SoftBank posts record $23 billion net loss on Vision Fund pain - GulfToday

SoftBank posts record $23 billion net loss on Vision Fund pain

SoftBank-750

People walk by a SoftBank shop in Tokyo on Monday. Associated Press

SoftBank Group Corp unveiled a $23 billion quarterly net loss on Monday, its biggest ever, as a market sell-off upended tech stocks and shredded valuations at its sprawling Vision Fund unit.

The pain in the April-June quarter comes fresh after the closely watched Vision Fund posted a record $26 billion loss in May, when rising interest rates and political instability disrupted global markets, and could test investor willingness to stomach further big losses.

SoftBank founder and CEO Masayoshi Son has already pledged to tighten investing criteria and preserve cash to ride out the downturn and on Monday he signalled cuts to headcount at the Vision Fund, saying there were no “sacred areas”.

“The world is in great confusion,” Son told a briefing after the release of the results, remarking on the tech sell-off. But he acknowledged the company had invested in more start-ups than it should have and that valuations had been “in a bubble”.

SoftBank also said it had authorised a share repurchase programme worth up to 400 billion yen, something that could assuage investors.

Overall, the sliding portfolio pushed SoftBank to a 3.16 trillion yen ($23.4 billion) net loss in the latest quarter - its largest loss ever. That compared with profit of 761.5 billion yen in the same period a year earlier. The Vision Fund unit saw a $23.1 billion hit in value.

Listed investments that suffered a fall in value included robotics firm AutoStore Holdings Ltd and artificial intelligence firm SenseTime Group Inc.

SoftBank said it wrote down the value of unlisted assets across its two Vision Funds by 1.14 trillion yen. Analysts have said writedowns of these private assets were unlikely to reflect the extent of current market weakness.

To raise cash, SoftBank has exited companies including ridehailer Uber Technologies and home-selling platform Opendoor Technologies, for a total gain of $5.6 billion.

SoftBank sold Uber at an average share price of $41.47, compared to the Friday closing price of $32.01.

The second Vision Fund’s stakes in 269 firms were worth $37.2 billion at end-June, compared with an acquisition cost of $48.2 billion.

Plunging initial public offering volumes and market scepticism towards money-losing startups have squeezed an important source of capital for SoftBank, which hopes to list chip designer Arm following the collapse of a sale to Nvidia.

SoftBank hasn’t been the only casualty of the tech sell-off.

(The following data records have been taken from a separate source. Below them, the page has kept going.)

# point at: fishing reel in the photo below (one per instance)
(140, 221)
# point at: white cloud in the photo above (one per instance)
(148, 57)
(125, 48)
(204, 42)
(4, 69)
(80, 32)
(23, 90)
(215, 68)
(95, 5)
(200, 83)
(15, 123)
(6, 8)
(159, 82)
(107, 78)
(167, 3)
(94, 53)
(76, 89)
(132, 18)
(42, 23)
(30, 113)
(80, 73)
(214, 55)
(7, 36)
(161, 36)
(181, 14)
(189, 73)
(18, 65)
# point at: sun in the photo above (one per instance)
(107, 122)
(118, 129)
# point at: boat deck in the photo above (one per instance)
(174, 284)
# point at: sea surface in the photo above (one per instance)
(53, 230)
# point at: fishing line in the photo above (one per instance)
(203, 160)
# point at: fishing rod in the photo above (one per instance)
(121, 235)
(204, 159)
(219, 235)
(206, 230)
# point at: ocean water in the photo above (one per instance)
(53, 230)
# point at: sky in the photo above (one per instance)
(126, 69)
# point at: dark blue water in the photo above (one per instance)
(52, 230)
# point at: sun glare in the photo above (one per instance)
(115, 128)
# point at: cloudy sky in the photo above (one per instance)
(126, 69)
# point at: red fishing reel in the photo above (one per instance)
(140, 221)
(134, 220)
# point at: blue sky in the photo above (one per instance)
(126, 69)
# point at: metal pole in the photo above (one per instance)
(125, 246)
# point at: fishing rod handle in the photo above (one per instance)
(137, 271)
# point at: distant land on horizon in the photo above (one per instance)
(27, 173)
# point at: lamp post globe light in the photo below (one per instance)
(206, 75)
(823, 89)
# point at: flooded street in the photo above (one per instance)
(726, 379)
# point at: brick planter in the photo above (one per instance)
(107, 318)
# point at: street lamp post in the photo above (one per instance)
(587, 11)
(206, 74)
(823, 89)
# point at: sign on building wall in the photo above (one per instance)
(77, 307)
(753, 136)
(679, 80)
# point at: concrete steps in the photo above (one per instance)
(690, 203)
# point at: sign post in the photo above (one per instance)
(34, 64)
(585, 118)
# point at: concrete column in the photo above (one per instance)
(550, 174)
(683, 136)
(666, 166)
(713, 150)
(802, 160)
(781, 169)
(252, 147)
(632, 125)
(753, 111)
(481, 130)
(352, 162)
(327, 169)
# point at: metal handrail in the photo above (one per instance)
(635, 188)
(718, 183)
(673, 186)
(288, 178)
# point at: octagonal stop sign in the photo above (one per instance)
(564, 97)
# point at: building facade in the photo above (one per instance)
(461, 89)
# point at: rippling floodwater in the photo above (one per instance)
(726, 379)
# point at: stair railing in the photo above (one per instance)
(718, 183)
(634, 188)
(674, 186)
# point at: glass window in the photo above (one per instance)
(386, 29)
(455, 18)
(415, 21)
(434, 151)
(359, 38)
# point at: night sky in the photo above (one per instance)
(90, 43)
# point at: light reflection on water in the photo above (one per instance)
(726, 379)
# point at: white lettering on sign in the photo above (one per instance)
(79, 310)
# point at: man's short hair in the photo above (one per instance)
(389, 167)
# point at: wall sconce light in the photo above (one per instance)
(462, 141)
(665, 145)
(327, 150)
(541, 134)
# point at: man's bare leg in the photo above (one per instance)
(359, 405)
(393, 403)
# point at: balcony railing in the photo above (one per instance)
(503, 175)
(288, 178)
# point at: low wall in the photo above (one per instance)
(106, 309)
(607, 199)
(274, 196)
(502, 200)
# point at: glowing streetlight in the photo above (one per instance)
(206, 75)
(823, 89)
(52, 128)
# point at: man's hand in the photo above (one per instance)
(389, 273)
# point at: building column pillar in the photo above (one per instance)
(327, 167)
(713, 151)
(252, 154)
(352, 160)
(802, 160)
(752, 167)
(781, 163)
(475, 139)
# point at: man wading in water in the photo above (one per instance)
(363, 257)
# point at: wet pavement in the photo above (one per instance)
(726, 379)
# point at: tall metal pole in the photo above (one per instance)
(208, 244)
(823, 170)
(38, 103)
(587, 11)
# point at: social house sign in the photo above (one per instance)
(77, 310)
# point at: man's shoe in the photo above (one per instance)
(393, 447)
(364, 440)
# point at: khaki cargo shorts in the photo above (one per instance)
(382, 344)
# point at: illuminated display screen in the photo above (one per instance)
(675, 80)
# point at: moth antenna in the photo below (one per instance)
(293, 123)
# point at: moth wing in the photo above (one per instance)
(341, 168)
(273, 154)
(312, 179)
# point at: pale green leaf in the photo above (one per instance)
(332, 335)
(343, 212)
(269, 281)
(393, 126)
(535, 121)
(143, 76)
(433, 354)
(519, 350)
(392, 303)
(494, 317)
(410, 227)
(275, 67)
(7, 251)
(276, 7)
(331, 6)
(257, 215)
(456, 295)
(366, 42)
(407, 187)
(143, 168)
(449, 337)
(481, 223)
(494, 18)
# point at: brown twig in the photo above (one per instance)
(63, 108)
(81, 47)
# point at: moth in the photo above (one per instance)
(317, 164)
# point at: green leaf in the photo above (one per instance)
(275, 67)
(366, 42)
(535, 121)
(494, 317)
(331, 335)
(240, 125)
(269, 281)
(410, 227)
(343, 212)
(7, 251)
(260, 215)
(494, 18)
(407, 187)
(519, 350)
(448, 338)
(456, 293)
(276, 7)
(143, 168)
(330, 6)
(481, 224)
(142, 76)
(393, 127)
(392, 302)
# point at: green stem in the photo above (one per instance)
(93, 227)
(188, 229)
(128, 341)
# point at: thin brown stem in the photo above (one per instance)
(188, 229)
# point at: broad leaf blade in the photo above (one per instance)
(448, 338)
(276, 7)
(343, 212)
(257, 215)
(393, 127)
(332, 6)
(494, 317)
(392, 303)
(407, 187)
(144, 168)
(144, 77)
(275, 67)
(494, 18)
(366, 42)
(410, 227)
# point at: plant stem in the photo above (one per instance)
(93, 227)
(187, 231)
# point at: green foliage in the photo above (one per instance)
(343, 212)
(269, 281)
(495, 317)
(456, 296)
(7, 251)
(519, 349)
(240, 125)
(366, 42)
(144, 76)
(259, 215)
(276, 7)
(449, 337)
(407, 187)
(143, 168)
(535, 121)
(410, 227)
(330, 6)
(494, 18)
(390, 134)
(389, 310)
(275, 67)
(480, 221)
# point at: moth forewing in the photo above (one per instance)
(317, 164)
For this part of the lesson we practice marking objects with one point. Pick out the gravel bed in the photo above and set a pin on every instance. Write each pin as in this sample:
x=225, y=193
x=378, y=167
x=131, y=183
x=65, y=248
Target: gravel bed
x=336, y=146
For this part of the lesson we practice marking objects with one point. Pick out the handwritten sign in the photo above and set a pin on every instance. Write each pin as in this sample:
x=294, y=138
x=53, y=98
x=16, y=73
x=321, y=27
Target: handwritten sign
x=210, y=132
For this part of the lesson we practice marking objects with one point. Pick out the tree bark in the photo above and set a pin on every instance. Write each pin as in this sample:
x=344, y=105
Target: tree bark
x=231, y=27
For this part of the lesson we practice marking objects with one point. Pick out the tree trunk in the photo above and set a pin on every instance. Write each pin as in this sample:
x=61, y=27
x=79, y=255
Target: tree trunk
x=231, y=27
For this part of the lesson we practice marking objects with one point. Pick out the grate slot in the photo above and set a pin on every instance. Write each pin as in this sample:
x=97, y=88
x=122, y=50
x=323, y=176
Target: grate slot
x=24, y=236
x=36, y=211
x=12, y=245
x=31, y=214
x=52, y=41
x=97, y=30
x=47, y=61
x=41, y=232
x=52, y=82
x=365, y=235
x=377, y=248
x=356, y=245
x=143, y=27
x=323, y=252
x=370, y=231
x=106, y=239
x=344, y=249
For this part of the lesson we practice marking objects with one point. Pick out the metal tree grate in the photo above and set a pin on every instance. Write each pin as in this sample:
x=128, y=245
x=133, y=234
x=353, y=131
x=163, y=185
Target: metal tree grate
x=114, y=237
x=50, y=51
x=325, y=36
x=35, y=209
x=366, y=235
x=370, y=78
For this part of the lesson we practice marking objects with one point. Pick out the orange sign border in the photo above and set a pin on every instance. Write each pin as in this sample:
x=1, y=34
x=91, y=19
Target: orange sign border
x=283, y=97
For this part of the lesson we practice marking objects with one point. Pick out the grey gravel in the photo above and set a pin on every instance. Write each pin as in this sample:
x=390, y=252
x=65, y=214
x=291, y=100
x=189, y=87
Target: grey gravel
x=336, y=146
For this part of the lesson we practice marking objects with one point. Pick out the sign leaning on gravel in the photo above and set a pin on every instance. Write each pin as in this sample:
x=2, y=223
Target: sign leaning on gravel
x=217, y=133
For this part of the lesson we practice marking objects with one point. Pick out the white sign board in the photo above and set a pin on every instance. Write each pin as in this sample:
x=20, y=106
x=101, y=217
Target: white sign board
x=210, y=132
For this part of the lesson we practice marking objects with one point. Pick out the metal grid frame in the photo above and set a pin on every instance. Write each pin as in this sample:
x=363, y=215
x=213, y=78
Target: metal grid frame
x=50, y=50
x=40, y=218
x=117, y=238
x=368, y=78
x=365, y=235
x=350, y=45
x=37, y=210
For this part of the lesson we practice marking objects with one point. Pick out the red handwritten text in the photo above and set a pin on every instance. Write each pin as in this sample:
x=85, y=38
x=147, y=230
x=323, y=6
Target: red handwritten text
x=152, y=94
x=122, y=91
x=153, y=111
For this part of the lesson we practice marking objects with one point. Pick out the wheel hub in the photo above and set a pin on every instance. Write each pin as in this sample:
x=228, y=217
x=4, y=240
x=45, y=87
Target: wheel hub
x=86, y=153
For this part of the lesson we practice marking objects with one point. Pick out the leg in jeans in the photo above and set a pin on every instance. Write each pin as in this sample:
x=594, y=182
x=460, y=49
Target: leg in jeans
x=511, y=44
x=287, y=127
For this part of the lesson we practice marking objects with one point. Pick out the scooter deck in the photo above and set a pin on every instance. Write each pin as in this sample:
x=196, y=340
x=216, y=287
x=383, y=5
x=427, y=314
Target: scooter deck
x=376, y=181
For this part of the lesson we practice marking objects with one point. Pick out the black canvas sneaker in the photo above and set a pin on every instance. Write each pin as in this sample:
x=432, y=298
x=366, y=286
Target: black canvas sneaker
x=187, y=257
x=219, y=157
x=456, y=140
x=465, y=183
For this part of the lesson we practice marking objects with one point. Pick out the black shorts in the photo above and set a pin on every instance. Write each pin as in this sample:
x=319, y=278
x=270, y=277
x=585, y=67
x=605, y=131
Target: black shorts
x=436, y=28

Hedge fund Tiger Global, which competes with “unicorn hunter” Son on deals, saw its flagship fund fall 50% in the first half of the year after it underestimated the impact of surging inflation on markets.

Berkshire Hathaway booked a $44 billion quarterly loss on its investments and derivatives, with Chief Executive Warren Buffett urging investors to ignore the fluctuations.

SoftBank Group Corp is planning to cut headcount at its flagship Vision Fund investing arm, CEO Masayoshi Son said on Monday, after a crash in the value of its portfolio pushed his conglomerate to a record quarterly net loss.

Vision Fund, which upended the world of venture capital with splashy bets on startups such as ridehailers Uber and Didi, posted a $23.1 billion loss in the April-June quarter as value evaporated from its investments in the market rout.

“The world is in great confusion,” Son said at an earnings news conference.

The result caps a tumultous six months for the Vision Fund, which posted a record $26.2 billion quarterly loss in May after SoftBank was caught out by rising interest rates and political instability that hammered markets globally.

Son has already radically scaled back investment activity. The Vision Fund arm approved just $600 million in new investments in the first quarter, compared with $20.6 billion in the same period a year earlier.

On Monday, the billionaire pledged to go further: limiting the second fund just to managing its current portfolio of investments, while planning workforce cuts at Vision Fund and cost reductions across the group.

“We need to cut costs with no sacred areas,” Son said.

Son had already suffered a series of high-profile reversals after big bets by the first Vision Fund in late-stage startups such as office sharing company WeWork soured, prompting him to tighten investment controls with the second fund.

However the billionaire said Vision Fund 2, which has taken smaller stakes in a larger number of companies, had invested at frothy prices. “We were in a kind of bubble on valuations,” he said. The second Vision Fund’s portfolio of 269 firms, which cost $48.2 billion to acquire, was worth just $37.2 billion at end-June.